Over the course of these writing years, I returned to the Alaska settings: To Tanana, Alaska a handful of times and Anaktuvuk Pass, Alaska once. I worked alongside Anna on countless occasions, both in Denver, CO and in Newberg, OR.
The books had starts and stops, fits, re-boots, and sudden-death.
I did not write with lightening speed of a creative muse.

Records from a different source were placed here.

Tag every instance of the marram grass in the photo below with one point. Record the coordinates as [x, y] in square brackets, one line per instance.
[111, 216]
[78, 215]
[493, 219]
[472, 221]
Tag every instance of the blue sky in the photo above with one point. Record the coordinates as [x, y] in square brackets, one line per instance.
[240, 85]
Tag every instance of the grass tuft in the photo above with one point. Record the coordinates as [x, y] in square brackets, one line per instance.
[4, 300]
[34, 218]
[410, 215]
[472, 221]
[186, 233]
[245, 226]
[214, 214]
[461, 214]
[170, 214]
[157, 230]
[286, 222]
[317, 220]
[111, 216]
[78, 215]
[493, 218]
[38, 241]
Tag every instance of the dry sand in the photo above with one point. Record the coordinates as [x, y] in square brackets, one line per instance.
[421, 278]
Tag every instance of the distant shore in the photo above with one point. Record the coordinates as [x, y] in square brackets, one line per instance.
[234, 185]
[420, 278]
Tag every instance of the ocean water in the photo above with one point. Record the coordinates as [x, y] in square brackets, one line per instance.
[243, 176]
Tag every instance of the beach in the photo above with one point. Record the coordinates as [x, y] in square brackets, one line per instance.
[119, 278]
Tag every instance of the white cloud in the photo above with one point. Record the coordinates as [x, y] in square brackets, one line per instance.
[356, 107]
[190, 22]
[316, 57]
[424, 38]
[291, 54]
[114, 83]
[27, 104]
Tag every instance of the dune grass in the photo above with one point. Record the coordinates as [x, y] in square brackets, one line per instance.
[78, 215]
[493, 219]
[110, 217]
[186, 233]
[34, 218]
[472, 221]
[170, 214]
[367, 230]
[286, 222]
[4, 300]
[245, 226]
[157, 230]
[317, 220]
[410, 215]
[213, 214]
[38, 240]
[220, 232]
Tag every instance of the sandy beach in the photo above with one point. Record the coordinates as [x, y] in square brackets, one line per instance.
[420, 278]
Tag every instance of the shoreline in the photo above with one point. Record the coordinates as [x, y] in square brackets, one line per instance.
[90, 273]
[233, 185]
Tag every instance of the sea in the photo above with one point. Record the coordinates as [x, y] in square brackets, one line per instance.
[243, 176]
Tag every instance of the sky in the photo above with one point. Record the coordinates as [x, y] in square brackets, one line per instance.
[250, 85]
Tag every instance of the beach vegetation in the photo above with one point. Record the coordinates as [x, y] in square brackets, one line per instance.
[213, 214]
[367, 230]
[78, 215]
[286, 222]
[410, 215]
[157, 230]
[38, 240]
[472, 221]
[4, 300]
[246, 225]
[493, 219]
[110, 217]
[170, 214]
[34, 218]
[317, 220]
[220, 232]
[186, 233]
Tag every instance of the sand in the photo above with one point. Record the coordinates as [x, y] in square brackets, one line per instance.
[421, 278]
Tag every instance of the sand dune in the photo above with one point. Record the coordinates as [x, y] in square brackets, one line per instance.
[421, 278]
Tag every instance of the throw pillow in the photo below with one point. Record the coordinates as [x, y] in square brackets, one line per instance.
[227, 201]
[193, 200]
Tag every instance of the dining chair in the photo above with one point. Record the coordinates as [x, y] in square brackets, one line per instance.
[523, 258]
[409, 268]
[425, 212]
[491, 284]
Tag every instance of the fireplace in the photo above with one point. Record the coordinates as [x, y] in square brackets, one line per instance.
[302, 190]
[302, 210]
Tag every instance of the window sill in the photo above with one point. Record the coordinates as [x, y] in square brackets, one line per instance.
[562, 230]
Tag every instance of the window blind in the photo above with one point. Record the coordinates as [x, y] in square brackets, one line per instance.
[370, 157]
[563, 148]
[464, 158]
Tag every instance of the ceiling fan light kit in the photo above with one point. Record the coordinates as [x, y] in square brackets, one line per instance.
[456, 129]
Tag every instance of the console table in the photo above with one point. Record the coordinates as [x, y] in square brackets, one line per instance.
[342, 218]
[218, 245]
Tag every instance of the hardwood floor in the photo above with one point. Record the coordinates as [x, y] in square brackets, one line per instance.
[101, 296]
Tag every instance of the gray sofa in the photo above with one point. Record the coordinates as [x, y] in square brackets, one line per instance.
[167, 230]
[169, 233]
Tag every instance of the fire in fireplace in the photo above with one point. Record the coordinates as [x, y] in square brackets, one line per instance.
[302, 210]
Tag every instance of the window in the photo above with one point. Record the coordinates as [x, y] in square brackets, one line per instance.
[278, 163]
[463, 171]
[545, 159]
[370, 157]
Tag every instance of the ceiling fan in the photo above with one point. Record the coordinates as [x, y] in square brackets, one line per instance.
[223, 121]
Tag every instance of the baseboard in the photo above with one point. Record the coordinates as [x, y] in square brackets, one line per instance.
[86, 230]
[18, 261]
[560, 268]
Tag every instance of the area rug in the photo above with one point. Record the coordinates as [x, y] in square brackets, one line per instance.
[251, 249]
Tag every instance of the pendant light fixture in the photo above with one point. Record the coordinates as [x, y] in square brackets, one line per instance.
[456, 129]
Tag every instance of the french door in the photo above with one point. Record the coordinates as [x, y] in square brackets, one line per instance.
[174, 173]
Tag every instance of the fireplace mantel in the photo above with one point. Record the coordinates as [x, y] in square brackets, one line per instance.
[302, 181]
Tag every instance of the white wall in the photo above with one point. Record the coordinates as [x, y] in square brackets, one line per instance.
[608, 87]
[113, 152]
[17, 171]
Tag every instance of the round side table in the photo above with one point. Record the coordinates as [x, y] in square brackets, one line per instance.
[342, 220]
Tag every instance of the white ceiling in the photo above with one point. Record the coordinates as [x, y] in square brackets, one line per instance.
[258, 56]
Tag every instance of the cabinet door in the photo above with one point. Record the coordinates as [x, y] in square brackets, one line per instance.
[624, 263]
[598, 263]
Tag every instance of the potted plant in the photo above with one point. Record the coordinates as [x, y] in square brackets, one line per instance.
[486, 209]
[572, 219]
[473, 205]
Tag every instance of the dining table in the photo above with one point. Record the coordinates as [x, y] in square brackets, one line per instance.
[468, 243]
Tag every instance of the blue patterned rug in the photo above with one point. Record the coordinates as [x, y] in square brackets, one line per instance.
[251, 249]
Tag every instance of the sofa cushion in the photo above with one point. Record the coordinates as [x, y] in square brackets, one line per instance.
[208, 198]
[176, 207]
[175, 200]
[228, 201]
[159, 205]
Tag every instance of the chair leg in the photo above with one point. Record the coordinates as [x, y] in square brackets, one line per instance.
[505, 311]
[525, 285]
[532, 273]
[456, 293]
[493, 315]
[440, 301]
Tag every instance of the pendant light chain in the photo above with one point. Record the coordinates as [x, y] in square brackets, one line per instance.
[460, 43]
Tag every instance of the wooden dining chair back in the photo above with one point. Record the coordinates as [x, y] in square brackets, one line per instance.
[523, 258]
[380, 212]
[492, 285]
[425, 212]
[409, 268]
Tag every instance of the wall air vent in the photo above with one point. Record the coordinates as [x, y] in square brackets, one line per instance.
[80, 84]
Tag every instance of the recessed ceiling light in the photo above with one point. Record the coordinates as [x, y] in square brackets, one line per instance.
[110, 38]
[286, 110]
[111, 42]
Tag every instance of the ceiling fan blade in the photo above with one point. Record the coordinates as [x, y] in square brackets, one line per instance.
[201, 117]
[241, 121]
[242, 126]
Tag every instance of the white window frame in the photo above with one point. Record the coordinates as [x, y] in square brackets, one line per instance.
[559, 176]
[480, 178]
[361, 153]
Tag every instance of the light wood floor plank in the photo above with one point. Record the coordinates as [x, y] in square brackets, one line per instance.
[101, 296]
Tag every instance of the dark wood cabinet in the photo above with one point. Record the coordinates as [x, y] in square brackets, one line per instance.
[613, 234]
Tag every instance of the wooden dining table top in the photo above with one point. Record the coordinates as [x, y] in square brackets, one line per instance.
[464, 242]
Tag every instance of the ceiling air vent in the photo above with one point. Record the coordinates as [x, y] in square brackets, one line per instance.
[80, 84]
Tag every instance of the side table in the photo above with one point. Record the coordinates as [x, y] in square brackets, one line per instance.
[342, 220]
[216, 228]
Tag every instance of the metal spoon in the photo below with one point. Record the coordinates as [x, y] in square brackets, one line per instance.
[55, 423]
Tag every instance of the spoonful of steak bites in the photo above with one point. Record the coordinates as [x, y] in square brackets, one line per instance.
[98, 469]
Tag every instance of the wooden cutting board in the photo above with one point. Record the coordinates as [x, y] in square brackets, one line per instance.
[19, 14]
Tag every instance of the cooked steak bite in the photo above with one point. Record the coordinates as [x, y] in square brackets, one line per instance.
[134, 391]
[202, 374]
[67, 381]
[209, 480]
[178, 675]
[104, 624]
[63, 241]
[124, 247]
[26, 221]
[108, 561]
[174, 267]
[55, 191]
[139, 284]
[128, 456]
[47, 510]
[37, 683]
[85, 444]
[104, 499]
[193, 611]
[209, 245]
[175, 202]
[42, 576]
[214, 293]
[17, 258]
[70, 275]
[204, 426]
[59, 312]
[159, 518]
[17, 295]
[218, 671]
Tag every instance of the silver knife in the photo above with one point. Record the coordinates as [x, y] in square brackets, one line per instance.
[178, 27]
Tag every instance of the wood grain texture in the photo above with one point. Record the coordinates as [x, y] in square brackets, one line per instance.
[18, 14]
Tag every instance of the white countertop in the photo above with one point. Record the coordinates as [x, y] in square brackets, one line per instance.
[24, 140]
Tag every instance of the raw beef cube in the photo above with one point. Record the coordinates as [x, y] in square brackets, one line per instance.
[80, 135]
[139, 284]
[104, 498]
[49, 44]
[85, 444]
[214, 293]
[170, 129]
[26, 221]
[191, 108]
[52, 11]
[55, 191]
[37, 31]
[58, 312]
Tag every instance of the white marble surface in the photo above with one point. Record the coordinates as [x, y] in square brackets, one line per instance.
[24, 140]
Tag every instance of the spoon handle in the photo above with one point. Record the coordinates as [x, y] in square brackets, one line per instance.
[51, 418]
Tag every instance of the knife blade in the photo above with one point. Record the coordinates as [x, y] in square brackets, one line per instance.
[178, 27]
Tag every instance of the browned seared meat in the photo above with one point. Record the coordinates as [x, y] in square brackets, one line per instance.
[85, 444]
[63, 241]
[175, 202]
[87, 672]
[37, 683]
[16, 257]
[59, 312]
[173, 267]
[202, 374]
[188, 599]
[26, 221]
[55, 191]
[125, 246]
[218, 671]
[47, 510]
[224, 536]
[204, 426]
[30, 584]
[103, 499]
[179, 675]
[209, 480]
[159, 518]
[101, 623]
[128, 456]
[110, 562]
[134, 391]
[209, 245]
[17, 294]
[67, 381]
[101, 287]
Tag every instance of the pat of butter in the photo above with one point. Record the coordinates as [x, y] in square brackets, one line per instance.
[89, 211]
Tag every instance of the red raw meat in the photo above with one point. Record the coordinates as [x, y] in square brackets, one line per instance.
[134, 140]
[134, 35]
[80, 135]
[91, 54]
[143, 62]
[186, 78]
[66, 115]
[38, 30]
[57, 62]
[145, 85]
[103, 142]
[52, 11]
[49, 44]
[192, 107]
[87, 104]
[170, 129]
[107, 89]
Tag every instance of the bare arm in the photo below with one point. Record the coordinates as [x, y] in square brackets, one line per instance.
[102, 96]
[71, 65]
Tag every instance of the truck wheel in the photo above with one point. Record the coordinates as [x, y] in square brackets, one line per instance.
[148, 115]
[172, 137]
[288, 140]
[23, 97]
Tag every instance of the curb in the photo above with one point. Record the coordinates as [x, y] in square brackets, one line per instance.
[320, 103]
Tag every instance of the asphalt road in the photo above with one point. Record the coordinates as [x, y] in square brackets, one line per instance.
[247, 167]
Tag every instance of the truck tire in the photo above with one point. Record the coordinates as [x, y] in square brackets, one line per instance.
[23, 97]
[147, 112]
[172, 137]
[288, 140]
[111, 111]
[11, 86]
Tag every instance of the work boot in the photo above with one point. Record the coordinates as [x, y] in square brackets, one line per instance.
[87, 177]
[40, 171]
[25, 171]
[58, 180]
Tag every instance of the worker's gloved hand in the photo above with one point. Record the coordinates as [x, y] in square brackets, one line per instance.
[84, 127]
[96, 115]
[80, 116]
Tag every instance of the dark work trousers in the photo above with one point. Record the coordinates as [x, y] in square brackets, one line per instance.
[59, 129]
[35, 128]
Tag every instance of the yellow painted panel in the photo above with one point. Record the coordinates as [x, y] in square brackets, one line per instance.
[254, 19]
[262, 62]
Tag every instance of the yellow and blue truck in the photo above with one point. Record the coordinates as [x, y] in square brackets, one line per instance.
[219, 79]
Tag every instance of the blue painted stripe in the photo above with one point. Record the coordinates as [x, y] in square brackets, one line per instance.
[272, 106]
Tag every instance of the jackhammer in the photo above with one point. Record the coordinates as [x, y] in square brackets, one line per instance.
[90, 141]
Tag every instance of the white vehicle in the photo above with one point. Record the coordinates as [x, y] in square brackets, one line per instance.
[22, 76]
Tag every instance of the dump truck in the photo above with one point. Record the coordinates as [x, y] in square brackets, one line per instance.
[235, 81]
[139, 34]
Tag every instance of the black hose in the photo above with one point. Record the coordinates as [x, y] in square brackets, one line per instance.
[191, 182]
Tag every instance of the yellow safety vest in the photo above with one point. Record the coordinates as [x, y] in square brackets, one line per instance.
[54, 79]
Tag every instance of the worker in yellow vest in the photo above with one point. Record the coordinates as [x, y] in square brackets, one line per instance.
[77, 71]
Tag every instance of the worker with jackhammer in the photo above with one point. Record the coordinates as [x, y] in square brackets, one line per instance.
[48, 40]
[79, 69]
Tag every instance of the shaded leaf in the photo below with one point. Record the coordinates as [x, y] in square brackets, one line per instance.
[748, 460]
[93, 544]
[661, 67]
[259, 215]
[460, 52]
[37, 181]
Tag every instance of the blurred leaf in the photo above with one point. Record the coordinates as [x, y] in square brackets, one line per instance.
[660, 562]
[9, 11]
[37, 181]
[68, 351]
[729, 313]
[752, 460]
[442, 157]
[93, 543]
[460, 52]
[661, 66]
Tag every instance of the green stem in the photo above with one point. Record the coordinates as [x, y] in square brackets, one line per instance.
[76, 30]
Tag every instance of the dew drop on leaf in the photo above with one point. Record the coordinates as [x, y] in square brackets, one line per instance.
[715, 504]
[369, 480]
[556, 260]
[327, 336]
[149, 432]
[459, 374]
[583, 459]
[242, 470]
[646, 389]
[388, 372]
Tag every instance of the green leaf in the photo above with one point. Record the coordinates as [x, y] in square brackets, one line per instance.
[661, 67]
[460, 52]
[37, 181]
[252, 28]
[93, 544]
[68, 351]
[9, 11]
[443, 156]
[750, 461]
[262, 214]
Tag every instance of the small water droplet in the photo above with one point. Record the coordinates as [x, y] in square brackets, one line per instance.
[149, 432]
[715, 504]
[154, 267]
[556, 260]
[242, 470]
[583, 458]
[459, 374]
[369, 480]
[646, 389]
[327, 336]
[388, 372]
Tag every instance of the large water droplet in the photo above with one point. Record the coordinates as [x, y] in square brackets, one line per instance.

I plodded.
My desire was that the history of the moment be recorded and not lost, while at the same time, the reader turned the pages as if they were fiction.
Most books don’t just-happen.
Most books don’t happen over-night.
Most books don’t happen with a stroke of genius and “I couldn’t put down my pen.”
Most books are like slow and steady crock-pots.
I recently read these non-fiction narrative books:
Hunting Eichmann: How a Band of Survivors and a Young Spy Agency Chased Down the World’s Most Notorious Nazi by Neal Bascomb.
Issac’s Storm: A Man, a Time, and the Deadliest Hurricane in Historyby Erik Larson.
The Last Season by Eric Blehm.
These authors weren’t trying to giddily set a record for the fastest-book-written. No. They soberly met the challenge of doing a technical climb up a “Mt. Everest” of research. They spent years of tedious and careful research gathering, sorting and sifting facts, minutia, observations, speculations, and conversations. Not only was their research done in archives, libraries, and offices with print, photos, and interviews, but at the physical locations of their stories – where they could feel, walk, smell what it was like for their characters.
As if the stories aren’t captivating enough, in the back of each book is a lengthy documentation of phrases, interviews, interaction, and tidbits that were painstakingly woven together in a sequence that makes their non-fiction read like fiction.
For the grand finale of their print and bound accomplishment , the authors don’t pound their chests and strut in pride; they offer up acknowledgement for the people who assisted them in their research and writing marathon; not only with materials, permissions, and editing; but most likely with cups of coffee, help with daily housekeeping tasks, neck rubs, and some atta-boys. Most likely they used any strutting energy to crawl to the finish line.
These authors are my role models and mentors. They are the ones whose feet I’d like to sit and learn.
Liz Kauffman said:
Having just finished “A” is for Anaktuk, I can really appreciate this post!
Thank you, Naomi, for telling Anna’s story!